Peer support offered to University of Arizona students in distress
TUCSON, Ariz. (KOLD News 13) - The University of Arizona is ramping up its mental health supports. A program, launched on Monday, August 31, is helping students “rise” up, together.
“I can definitely see how people are struggling right now,” said Ryan Jaramillo, a sophomore student.
It’s not the university experience he anticipated, but Jaramillo plans to make the most of it.
With classes still fully online, Jaramillo says there is an added level of anxiety.
“Probably fitting in; that can be pretty stressful,” he said. “Balancing school, your academic and social life.”
Dr. Amy Athey says this is a normal reaction to an abnormal school year.
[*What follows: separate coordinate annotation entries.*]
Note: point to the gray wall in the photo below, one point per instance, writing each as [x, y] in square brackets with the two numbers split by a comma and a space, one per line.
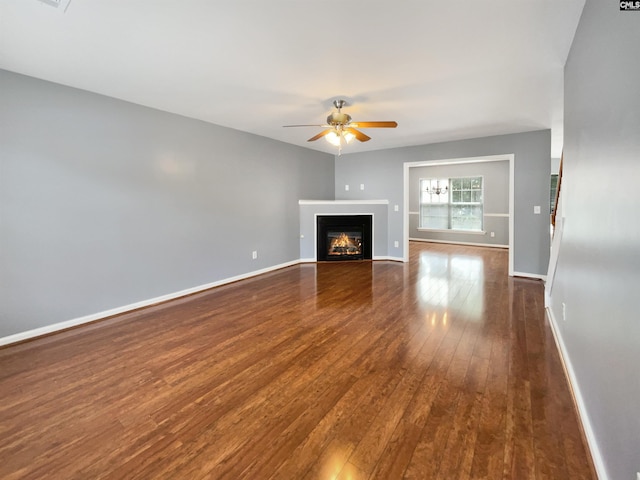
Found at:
[496, 201]
[382, 174]
[598, 271]
[104, 203]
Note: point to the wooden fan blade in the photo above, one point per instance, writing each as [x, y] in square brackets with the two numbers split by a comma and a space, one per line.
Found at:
[320, 135]
[316, 125]
[374, 124]
[358, 134]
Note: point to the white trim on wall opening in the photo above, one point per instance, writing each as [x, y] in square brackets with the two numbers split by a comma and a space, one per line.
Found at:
[453, 161]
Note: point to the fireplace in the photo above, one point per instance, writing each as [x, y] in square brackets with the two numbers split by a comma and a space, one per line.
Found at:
[344, 237]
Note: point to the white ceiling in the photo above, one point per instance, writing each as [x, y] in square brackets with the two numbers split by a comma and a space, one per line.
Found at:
[443, 70]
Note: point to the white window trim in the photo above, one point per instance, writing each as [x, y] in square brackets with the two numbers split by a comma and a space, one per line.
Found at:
[450, 203]
[509, 157]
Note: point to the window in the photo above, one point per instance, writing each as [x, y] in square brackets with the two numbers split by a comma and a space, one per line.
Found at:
[451, 203]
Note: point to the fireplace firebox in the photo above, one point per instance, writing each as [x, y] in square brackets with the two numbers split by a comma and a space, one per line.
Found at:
[344, 237]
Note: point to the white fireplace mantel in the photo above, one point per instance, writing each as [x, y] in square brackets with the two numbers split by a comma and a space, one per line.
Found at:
[310, 209]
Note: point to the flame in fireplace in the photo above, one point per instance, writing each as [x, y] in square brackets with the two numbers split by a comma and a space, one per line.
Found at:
[344, 245]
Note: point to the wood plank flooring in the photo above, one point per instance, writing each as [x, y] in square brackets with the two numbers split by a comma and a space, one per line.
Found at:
[441, 368]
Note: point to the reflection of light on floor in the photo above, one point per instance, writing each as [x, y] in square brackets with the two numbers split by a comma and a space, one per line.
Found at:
[452, 282]
[433, 318]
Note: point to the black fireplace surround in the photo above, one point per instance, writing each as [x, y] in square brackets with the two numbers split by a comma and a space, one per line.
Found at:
[344, 237]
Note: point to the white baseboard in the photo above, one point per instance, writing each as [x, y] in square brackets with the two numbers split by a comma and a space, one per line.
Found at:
[393, 259]
[472, 244]
[582, 410]
[37, 332]
[530, 275]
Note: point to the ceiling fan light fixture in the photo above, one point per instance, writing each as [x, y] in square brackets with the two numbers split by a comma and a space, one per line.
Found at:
[337, 138]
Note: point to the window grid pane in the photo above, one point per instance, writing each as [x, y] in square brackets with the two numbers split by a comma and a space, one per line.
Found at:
[458, 208]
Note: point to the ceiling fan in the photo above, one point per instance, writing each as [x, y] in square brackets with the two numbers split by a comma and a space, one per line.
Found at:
[341, 130]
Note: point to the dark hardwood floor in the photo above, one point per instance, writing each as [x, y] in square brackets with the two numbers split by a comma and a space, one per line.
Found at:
[440, 368]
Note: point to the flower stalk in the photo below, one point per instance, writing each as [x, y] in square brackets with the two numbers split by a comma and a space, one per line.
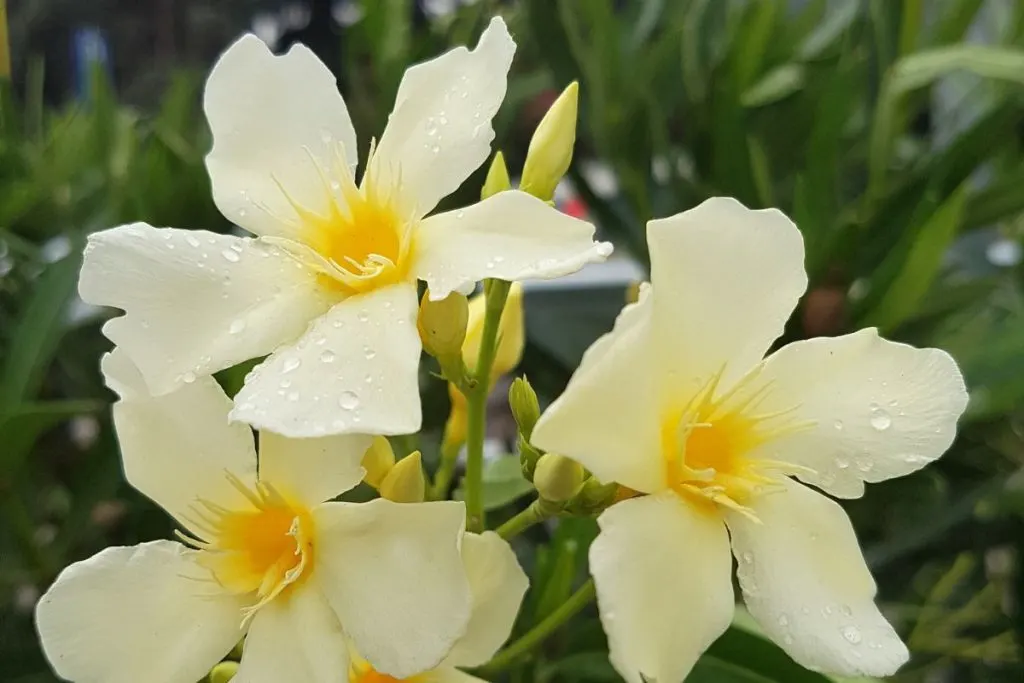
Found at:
[496, 292]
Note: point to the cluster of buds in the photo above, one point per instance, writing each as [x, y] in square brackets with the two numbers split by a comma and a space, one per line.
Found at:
[559, 481]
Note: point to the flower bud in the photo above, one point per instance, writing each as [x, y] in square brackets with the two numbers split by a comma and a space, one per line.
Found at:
[442, 325]
[557, 478]
[378, 461]
[406, 482]
[511, 332]
[498, 178]
[551, 147]
[223, 672]
[525, 409]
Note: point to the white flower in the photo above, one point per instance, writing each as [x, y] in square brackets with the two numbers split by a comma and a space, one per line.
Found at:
[498, 584]
[677, 402]
[265, 555]
[328, 287]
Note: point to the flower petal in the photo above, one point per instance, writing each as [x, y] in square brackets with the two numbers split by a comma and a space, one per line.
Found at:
[607, 418]
[312, 470]
[176, 447]
[510, 236]
[876, 409]
[725, 280]
[439, 130]
[664, 585]
[354, 371]
[805, 582]
[274, 120]
[298, 639]
[394, 575]
[498, 584]
[196, 302]
[142, 613]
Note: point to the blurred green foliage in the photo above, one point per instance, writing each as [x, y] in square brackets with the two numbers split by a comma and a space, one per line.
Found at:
[893, 140]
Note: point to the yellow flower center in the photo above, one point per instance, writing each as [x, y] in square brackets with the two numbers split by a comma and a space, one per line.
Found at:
[263, 548]
[359, 242]
[359, 671]
[711, 444]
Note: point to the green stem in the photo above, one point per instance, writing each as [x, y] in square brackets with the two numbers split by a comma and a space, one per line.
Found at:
[496, 292]
[442, 478]
[536, 513]
[535, 636]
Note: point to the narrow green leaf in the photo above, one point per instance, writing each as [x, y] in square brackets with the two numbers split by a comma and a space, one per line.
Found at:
[921, 266]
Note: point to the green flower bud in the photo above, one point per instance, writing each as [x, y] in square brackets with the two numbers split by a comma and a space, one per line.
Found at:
[498, 177]
[525, 408]
[223, 672]
[442, 326]
[551, 147]
[557, 478]
[406, 482]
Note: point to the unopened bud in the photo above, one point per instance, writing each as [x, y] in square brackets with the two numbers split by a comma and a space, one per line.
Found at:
[551, 147]
[406, 482]
[498, 178]
[378, 461]
[525, 409]
[527, 458]
[223, 672]
[556, 477]
[442, 325]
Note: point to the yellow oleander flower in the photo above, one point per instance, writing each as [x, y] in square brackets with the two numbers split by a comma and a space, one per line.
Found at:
[680, 404]
[328, 285]
[264, 555]
[498, 584]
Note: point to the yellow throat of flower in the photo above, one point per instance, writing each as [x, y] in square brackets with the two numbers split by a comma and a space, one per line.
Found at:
[711, 443]
[263, 548]
[360, 242]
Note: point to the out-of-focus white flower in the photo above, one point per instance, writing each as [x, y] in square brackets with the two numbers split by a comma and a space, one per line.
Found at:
[498, 584]
[678, 402]
[328, 287]
[265, 556]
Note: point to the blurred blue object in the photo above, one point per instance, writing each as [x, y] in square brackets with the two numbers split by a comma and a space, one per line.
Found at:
[89, 50]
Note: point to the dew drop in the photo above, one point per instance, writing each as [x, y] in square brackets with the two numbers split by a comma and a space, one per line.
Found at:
[880, 418]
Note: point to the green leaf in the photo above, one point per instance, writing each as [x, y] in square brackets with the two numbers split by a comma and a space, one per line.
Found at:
[38, 331]
[921, 265]
[503, 482]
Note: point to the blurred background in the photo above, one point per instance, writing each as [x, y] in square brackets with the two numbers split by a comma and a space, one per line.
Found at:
[892, 131]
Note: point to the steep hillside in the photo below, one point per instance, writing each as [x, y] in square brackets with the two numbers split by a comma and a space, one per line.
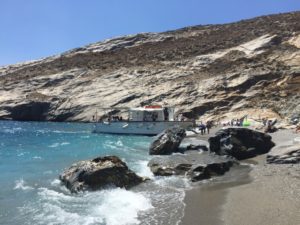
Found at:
[247, 67]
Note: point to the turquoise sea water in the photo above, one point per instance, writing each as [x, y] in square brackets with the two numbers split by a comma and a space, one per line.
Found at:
[32, 155]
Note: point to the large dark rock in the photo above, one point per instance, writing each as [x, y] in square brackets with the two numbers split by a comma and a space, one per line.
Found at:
[167, 142]
[196, 166]
[284, 154]
[241, 143]
[99, 173]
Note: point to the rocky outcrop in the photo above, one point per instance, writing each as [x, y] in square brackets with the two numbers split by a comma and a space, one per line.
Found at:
[167, 142]
[209, 71]
[196, 166]
[99, 173]
[284, 154]
[241, 143]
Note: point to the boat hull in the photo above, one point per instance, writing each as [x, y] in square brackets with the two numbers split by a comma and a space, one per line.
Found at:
[139, 128]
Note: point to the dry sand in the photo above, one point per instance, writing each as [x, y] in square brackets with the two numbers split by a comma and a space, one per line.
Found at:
[267, 195]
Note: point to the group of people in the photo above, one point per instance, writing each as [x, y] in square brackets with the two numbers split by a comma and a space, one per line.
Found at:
[234, 122]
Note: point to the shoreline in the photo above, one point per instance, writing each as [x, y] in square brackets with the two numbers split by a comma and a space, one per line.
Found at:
[266, 194]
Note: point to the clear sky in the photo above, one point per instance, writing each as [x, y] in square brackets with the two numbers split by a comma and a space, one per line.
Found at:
[32, 29]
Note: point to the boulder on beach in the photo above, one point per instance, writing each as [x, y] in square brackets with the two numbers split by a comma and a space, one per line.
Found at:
[193, 165]
[167, 142]
[99, 173]
[241, 143]
[284, 154]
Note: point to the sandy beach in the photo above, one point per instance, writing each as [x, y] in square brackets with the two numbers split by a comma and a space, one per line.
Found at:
[264, 194]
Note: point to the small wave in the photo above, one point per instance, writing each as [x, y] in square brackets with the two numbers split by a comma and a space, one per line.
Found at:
[55, 145]
[115, 206]
[12, 130]
[142, 169]
[21, 185]
[121, 205]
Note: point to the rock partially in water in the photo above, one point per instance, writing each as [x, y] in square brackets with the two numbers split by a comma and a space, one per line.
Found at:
[241, 143]
[99, 173]
[196, 166]
[284, 154]
[167, 142]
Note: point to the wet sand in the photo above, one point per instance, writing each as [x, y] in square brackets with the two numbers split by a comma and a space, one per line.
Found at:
[268, 194]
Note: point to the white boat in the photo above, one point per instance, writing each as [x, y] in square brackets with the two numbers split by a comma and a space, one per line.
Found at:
[148, 120]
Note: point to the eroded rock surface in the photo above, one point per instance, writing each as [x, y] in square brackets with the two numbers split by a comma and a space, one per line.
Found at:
[196, 166]
[284, 154]
[99, 173]
[241, 143]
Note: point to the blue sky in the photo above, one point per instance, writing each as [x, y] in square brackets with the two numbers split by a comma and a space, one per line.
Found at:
[31, 29]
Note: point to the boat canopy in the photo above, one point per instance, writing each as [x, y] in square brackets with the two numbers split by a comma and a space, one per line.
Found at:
[151, 114]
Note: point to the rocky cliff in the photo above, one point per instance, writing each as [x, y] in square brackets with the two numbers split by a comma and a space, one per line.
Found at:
[248, 67]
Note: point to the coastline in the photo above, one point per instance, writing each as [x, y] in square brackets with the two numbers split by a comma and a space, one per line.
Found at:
[265, 195]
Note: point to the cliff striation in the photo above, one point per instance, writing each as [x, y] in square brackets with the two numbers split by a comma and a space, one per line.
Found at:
[248, 67]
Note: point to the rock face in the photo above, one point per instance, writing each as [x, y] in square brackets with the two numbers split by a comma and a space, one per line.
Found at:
[209, 70]
[241, 143]
[284, 154]
[99, 173]
[167, 142]
[194, 165]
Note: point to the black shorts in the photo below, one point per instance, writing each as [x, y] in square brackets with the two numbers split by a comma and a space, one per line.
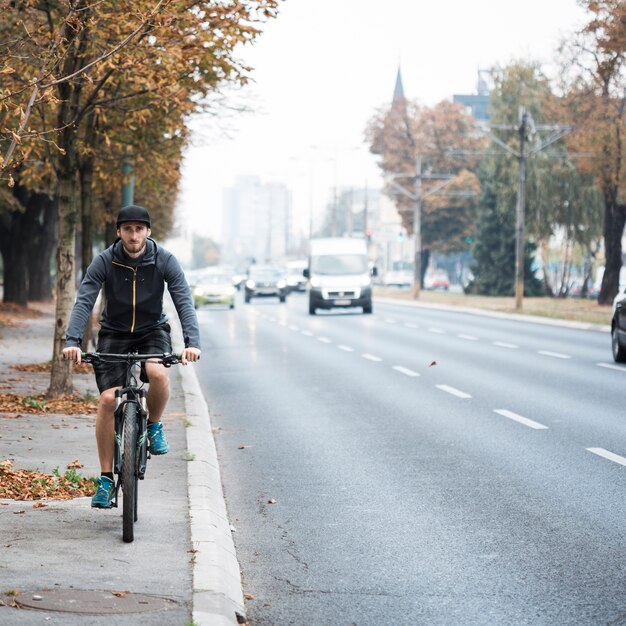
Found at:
[156, 341]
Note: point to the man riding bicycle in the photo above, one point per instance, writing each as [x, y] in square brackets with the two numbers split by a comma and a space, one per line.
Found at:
[133, 272]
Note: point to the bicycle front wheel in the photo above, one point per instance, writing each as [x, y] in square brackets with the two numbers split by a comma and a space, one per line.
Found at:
[129, 471]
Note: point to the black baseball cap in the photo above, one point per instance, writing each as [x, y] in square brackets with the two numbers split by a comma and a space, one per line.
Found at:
[133, 213]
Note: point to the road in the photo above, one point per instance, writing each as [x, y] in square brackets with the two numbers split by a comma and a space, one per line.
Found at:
[419, 466]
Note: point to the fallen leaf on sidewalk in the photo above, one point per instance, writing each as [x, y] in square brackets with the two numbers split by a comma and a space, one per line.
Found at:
[38, 403]
[32, 485]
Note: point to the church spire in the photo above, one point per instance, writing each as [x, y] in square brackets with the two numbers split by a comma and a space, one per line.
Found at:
[398, 91]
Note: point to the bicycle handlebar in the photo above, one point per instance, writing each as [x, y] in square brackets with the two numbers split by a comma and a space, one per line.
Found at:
[166, 358]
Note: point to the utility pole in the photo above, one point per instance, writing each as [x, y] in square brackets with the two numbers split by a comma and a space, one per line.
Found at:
[526, 130]
[519, 212]
[417, 230]
[128, 180]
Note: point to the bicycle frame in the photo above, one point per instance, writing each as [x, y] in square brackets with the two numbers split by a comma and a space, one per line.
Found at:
[136, 394]
[130, 430]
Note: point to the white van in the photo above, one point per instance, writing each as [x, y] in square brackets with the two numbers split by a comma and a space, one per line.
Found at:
[339, 274]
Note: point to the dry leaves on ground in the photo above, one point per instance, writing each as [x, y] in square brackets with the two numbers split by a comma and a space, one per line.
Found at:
[68, 405]
[32, 485]
[13, 315]
[46, 367]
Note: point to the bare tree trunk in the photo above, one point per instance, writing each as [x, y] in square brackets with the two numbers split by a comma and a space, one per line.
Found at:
[61, 375]
[15, 254]
[45, 238]
[614, 219]
[545, 262]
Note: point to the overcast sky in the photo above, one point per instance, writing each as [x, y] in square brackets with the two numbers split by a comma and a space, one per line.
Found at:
[321, 70]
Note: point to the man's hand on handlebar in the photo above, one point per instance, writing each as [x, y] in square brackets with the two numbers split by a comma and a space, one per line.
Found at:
[72, 354]
[190, 355]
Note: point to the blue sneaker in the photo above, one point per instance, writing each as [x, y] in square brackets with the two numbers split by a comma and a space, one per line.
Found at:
[103, 498]
[156, 439]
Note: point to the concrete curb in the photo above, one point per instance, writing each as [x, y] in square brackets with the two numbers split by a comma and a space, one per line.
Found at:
[217, 592]
[548, 321]
[217, 595]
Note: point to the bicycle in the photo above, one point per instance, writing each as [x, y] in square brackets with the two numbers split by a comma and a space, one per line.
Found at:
[131, 423]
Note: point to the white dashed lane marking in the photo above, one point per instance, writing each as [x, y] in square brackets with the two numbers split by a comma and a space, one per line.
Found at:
[610, 366]
[520, 418]
[504, 344]
[455, 392]
[616, 458]
[404, 370]
[555, 355]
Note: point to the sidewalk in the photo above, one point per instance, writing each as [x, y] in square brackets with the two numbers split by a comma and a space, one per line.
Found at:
[68, 561]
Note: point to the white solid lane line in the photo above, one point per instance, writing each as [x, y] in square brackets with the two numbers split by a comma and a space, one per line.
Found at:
[455, 392]
[504, 344]
[520, 419]
[404, 370]
[610, 366]
[616, 458]
[556, 355]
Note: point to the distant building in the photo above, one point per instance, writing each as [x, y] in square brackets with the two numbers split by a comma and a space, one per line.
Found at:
[256, 221]
[478, 103]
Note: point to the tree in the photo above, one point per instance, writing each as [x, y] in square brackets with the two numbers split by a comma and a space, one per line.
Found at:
[494, 251]
[594, 83]
[141, 53]
[438, 135]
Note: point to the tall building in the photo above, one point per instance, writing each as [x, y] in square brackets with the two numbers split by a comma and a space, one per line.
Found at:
[256, 221]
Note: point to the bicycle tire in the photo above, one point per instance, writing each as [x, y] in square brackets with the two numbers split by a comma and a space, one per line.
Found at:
[129, 471]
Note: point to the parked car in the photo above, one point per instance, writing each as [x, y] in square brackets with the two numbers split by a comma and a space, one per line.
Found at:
[398, 278]
[212, 287]
[264, 281]
[295, 278]
[618, 328]
[437, 280]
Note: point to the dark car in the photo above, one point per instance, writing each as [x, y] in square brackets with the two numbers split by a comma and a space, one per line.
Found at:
[618, 328]
[265, 281]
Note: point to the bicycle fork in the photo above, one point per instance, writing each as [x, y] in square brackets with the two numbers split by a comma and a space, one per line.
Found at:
[122, 397]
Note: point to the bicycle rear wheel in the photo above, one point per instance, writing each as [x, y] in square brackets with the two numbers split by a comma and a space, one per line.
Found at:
[129, 471]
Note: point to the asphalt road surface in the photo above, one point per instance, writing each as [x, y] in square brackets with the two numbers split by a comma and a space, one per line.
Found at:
[419, 466]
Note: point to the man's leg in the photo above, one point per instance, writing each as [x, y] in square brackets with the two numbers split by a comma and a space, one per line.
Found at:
[158, 395]
[105, 438]
[105, 429]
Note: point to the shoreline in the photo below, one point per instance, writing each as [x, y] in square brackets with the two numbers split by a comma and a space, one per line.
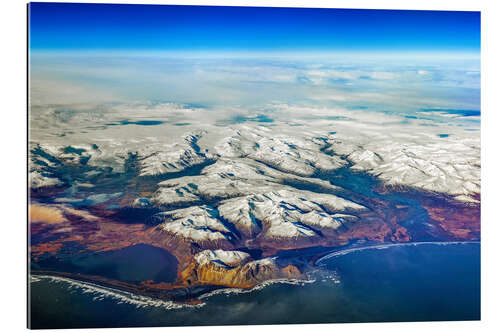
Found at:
[337, 253]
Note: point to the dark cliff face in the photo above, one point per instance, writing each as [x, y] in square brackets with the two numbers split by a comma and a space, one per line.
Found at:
[242, 276]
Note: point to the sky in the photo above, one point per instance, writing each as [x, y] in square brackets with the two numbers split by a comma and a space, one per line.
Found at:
[91, 27]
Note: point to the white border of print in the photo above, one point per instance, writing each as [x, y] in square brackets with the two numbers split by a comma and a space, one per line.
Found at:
[13, 172]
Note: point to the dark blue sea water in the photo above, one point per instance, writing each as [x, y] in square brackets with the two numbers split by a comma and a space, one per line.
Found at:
[405, 283]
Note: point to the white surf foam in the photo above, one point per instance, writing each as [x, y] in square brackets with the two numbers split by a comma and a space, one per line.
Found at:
[385, 246]
[122, 297]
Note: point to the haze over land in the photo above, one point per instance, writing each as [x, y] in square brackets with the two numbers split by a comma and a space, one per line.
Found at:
[169, 174]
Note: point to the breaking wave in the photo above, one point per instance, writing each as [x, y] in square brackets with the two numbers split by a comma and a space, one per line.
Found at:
[101, 292]
[385, 246]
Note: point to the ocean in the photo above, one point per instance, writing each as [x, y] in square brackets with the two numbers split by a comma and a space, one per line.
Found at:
[424, 282]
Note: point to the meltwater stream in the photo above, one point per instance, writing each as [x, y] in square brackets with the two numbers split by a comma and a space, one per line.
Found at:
[427, 281]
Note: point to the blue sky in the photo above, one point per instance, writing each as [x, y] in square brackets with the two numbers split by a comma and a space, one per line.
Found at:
[74, 27]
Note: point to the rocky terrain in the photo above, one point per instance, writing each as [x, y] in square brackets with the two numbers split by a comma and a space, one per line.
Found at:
[228, 201]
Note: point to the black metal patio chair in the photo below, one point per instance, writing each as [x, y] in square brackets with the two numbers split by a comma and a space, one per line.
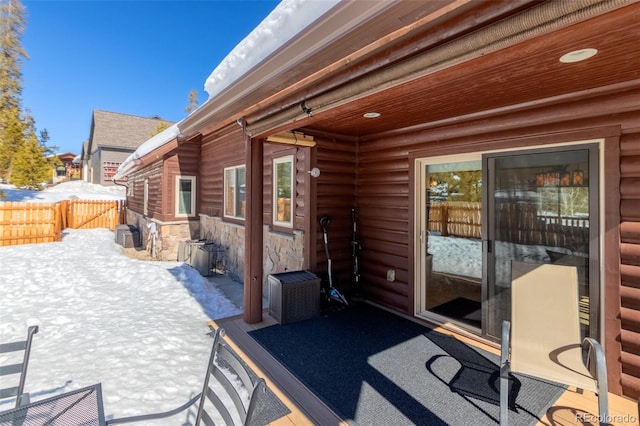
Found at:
[18, 369]
[225, 368]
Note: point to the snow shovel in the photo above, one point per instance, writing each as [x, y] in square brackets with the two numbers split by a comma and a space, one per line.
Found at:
[332, 292]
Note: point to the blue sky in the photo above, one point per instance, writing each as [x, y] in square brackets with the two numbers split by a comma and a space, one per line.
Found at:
[139, 57]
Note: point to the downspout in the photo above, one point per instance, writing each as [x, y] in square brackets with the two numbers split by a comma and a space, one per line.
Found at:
[530, 23]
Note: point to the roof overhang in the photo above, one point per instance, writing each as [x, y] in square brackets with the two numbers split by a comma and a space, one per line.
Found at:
[313, 53]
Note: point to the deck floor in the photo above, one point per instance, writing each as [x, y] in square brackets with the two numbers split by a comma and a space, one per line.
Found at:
[572, 408]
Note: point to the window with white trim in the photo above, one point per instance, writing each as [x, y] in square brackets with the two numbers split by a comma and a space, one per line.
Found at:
[283, 191]
[185, 196]
[235, 192]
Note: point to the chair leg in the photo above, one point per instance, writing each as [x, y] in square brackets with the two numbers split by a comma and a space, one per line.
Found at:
[598, 367]
[504, 374]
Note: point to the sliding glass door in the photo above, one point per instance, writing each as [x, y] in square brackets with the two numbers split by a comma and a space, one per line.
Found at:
[541, 208]
[451, 250]
[477, 213]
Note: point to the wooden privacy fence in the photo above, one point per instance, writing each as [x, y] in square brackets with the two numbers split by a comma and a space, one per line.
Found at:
[456, 218]
[519, 223]
[27, 223]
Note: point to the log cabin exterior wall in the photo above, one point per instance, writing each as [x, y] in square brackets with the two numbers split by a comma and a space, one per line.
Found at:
[502, 99]
[161, 177]
[335, 196]
[630, 261]
[284, 248]
[385, 200]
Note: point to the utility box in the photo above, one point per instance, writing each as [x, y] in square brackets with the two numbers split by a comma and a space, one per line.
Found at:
[294, 296]
[187, 250]
[128, 236]
[203, 259]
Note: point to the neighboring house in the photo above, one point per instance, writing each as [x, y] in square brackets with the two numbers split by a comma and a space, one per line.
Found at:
[497, 108]
[67, 170]
[113, 137]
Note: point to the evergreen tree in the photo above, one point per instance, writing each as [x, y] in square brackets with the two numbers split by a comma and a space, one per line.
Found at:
[193, 101]
[30, 168]
[12, 123]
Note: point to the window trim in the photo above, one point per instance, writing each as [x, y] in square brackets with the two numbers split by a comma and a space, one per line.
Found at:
[192, 207]
[237, 215]
[274, 210]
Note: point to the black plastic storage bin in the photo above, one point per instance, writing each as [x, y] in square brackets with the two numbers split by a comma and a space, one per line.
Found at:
[294, 296]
High unemployment rates, social distance, and fears over the virus itself can cause students to feel overwhelmed, the Chief Wellness Officer said.
“Many of our students are also dealing with the stress that comes with racial injustice,” said Athey. “We know the mental health demands from large scale incidents are greater than the physical health demands.”
So, the university launched “Wildcats R.I.S.E.”, which stands for Resilience in Stressful Events.
“It is a psychological first aid program that is delivered through a peer-to-peer model,” Athey said.
Just like C.P.R., Athey says this type of first aid can save lives, too. 24 students certified in psychological first aid started offering virtual support groups this week. The university plans to hold 12 sessions a week.
“It’s not a psychological treatment or intervention,” Athey said. “But rather, an opportunity to provide support and skills to help cope with the demands students are facing.”
“Having another support system, you feel like you’re not alone,” said Sammi Lacey, a sophomore student.
“I think that’s pretty huge,” Jaramillo said.